If a good cartoonist can make a living making his comics, he'll continue to do that; the lesser insincere cartoonist that gets a lot of press will fall by the wayside eventually.
I used to get people criticizing me for drawing so many women with gorgeous idealized bodies, but I pointed out that I draw a lot of men with muscular bodies, washboard abs, and enormous wangs, and they never got criticized. So those criticisms have stopped.
It wasn't until I started to do 'Poison River' that the readership started falling. 'Poison River' started out very slowly and simply, but then it got really dense and complicated. I don't know, I think the readers just got fed up or burned out.
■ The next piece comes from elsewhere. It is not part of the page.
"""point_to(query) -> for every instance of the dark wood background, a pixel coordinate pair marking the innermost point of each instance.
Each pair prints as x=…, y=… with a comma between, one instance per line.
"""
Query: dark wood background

They started dropping off.
I had always shown childhood as something difficult, something you want to get the hell out of, but now I wanted to do a story that was the opposite, about that moment in time when you're in that world of discovery, doing what you want to do. That fleeting moment when you're in your zone.
I grew up when comics were only sold in food markets and news stands, so the direct market is vital to me. The best way to make it stronger is if everybody buys my comics in multiple copies before they buy any others.
I get to draw what I like to draw, basically people hangin' around, and write very humanistic kinds of situations and characters. But I do also like to draw adventure stories - more in terms of drawing them than writing them - and letting my imagination go wild.
I've known gay people - men and women - since I was a young person. To me it's just naturalistic and realistic to portray gay characters in a humanistic light. As a young man, I knew enough gay people as people not to fear them. On the other side of the coin, I like to irritate conservatives and homophobes.
I'm working so much I don't see the work of many young cartoonists so it's hard for me to tell which are my favourites. Maybe when I get to stick my head out of the sand I'll be able to let you know.
I wanted to do pretty much a purely boy story, yes. The girls are kind of the bad guys in 'Marble Season', although that wasn't my intention. It's also a world without adults.
I think I related more literally to the early 'Spider-Man' comics from Steve Ditko because it could be upfront and direct about the problems of being a kid. He captured being a teenager so beautifully.
I felt like challenging myself and challenging my readers with something darker and heavier. I don't know how to explain it, because I'm not a political person. I have two political stories, and that's it: 'Human Diastrophism' and 'Poison River'.
For me, the reason to make the movie is that if people like the comic, then people would like the movie if it was well made. There are good movies for them, but very few. And I mean that in a true sense. If they love your story for freaking 30 years, then they can do a movie about it.
When you're young you don't know anything, but you have lot of energy to express yourself. So you make a lot of mistakes and you stumble, but you also get a lot of truth from within.
I've dealt with Hollywood about having my work made into a film or cartoon but nothing came of it. That's not to say I wouldn't like to see something happen.
Anyone could identify with the human aspect of the characters.
I'm basically stubborn. If anyone disapproved of my being influenced by comics, I simply ignored them.
Sex is the main way we exist on the planet. It's an essential part of life.
I've always been interested in the way males seem to need to start clubs, or cults, to keep girls out until they need them for sex. It comes from some weird immature tribal crap, I'm sure.
Once we got going on the Fantagraphics version of Love and Rockets, our encouragement was constant. People wanted us to do more, do more. Thirty years later, here we are.
I notice a lot of younger artists have difficulty telling stories. They might have short stories where they express themselves well, but they don't really know how to tell stories with characters. That craft just passed them by.
I like doing whatever interests me. It's a challenge for me to try to make good comics out of any genre I tackle. I trust my instincts in getting me through the more difficult genres for modern readers, like violent crime or horror stories.
I wasn't sure what I wanted to do with my life. I always wanted to pursue either music or comics, so when the opportunity came from comics publisher Fantagraphics for my brothers Jaime and Mario and I to make a comic book together, we jumped at the chance: "Let's just do it and see what happens." Really, we weren't sure where we were going to go with it. We thought our work was good enough to be out there, but we didn't know that the response was going to be pretty good, pretty quick.
If you believe in what you're doing, and someone criticizes that, it's likely that they're just coming from a different place and they're bringing their own baggage and it's basically projection. I try not to let it get to me.
It takes time to learn to draw. It takes years, not a few weeks.
I've seen that most people change as they get older.